The comments are set forth below in italics, with responses immediately following.
A. Global Comments
1. | Please respond in an Edgar correspondence filing in advance of the definitive filings that the Registrant has removed the brackets and updated any missing information. Additionally, note that the Registrant understands that it is responsible for the accuracy or inaccuracy of each Proxy Statement notwithstanding any review, comments, action, or inaction on the part of the Commission Staff. |
RESPONSE: The Registrant confirms that any missing or bracketed information will be included in the Proxy Statements before the definitive filings. Additionally, the Registrant understands that it is responsible for the accuracy or inaccuracy of the Proxy Statements notwithstanding any review, comments, action, or inaction on the part of the Commission Staff.
2. | On page 12 of each Proxy Statement, please consider changing the heading at the top of the page to “Summary of Proposals” and providing a summary of each proposal in tabular form before proceeding with the section for Proposal 1. |
RESPONSE: The Registrant has updated the disclosure.
3. | On page 21 of the Proxy Statement for the JNL/Goldman Sachs 4 Fund and on page 15 of the Proxy Statement for the JNL/Vanguard U.S. Stock Market Index Fund, in the “Information Regarding Principal Risks” section, please disclose if there will be a change in the risk profile of a particular risk after the proposed investment strategy changes. For example, if equity securities risk will be more significant after the changes, please disclose so. |
RESPONSE: The Registrant confirms that the risk profile of a particular risk after the proposed changes for each Fund will not change.
4. | On page 35 of the Proxy Statement for the JNL/Goldman Sachs 4 Fund and on page 22 of the Proxy Statement for the JNL/Vanguard U.S. Stock Market Index Fund, in the “Board of Trustees’ Evaluation” section, please disclose whether the Board considered any factors that weighed against the approval of the amended advisory and sub-advisory agreements, as applicable, for each Fund. |
RESPONSE: The Board received a considerable amount of information from JNAM management regarding the proposed investment strategy changes and the amended advisory and sub-advisory agreements, as applicable, for each Fund and considered all of the information provided. The Board did not identify specifically any factors weighing for or against the approval of the amended advisory and sub-advisory agreements, as applicable, for each Fund but considered the totality of the information provided.

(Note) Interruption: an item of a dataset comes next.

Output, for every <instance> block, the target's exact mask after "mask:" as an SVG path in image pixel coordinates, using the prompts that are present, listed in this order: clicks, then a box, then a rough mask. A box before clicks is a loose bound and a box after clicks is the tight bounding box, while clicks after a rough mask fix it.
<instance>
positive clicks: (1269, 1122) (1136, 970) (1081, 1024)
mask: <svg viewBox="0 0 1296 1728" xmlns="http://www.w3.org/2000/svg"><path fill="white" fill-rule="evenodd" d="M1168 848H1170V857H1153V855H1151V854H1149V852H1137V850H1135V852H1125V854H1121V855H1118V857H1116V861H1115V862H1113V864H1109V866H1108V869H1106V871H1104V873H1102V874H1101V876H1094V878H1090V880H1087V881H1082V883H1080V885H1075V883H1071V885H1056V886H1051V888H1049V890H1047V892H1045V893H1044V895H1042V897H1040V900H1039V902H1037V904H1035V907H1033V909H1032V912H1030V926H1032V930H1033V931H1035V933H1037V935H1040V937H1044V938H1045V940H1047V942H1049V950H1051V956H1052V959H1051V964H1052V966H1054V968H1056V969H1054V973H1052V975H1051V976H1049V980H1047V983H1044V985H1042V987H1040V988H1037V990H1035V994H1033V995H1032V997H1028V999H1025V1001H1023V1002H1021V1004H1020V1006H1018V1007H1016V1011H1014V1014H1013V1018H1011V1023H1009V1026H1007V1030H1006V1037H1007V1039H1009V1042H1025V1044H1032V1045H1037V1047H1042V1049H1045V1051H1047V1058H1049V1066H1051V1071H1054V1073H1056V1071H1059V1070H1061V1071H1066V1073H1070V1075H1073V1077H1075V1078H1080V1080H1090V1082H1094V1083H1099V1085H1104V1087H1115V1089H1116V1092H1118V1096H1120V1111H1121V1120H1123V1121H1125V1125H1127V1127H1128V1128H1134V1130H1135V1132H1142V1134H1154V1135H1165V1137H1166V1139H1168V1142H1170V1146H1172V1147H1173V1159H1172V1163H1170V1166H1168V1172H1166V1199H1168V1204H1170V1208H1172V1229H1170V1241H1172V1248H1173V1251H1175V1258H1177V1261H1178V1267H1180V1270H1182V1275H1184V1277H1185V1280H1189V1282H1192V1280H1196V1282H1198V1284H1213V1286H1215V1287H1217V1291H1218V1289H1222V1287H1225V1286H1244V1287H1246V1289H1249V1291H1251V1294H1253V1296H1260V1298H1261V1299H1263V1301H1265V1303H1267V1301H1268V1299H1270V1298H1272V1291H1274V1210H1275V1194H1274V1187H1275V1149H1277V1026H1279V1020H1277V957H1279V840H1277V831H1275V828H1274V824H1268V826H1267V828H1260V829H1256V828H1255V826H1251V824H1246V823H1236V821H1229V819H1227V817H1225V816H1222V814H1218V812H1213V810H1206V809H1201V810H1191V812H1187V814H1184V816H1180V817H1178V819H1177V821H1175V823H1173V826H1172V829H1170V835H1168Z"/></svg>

5. | On page 32 of the Proxy Statement for the JNL/Goldman Sachs 4 Fund and on page 19 of the Proxy Statement for the JNL/Vanguard U.S. Stock Market Index Fund, in “Material Terms of the Amendment to the Administration Agreement” section for Proposal 5 and Proposal 3, respectively, the first sentence notes that the administrative fee will change. Please indicate that the fee will increase. |
RESPONSE: The Registrant has updated the disclosure.
It is the Registrant’s intention to respond fully to the Commission Staff’s comments and believes that the responses above do so fully.